Sounds like you want some basic yes/no questions to ask yourself along your way. Everyone has given some great "do this" and "think like that" lists, so here is my crack at some simple yes/no's.

Can I answer yes to all of these?

  • Do my classes represent the nouns I am concerned with?
  • Do my classes provide methods for actions/verbs that it can perform?
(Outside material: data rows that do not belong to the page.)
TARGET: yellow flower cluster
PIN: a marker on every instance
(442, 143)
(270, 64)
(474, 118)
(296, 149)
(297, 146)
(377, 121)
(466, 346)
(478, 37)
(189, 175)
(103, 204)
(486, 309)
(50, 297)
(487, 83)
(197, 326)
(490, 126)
Can I answer no to all of these?

  • Do I have global state data that could either be put into a singleton or stored in class implementations that work with it?
  • Can I remove any public methods on a class and add them to an interface or make them private/protected to better encapsulate the behavior?
  • Should I use an interface to separate a behavior away from other interfaces or the implementing class?
  • Do I have code that is repeated between related classes that I can move into a base class for better code reuse and abstraction?
  • Am I testing for the type of something to decide what action to do? If so can this behavior be included on the base type or interface that the code in question is using to allow more effect use of the abstraction or should the code in question be refactored to use a better base class or interface?
  • Am I repeatedly checking some context data to decided what type to instantiate? If so can this be abstracted out into a factory design pattern for better abstraction of logic and code reuse?
  • Is a class very large with multiple focuses of functionality? If so can I divide it up into multiple classes, each with their own single purpose?
  • Do I have unrelated classes inheriting from the same base class? If so can I divide the base class into better abstractions or can I use composition to gain access to functionality?
  • Has my inheritance hierarchy become fearfully deep? If so can I flatten it or separate things via interfaces or splitting functionality?
  • I have worried way too much about my inheritance hierarchy?
  • When I explain the design to a rubber ducky do I feel stupid about the design or stupid about talking to a duck?

Just some quick ones off the top of my head. I hope it helps, OOP can get pretty crazy. I didn't include any yes/no's for more advanced stuff that's usually a concern with larger apps, like dependency injection or if you should split something out into different service/logic layers/assemblies....of course I hope you at least separate your UI from your logic.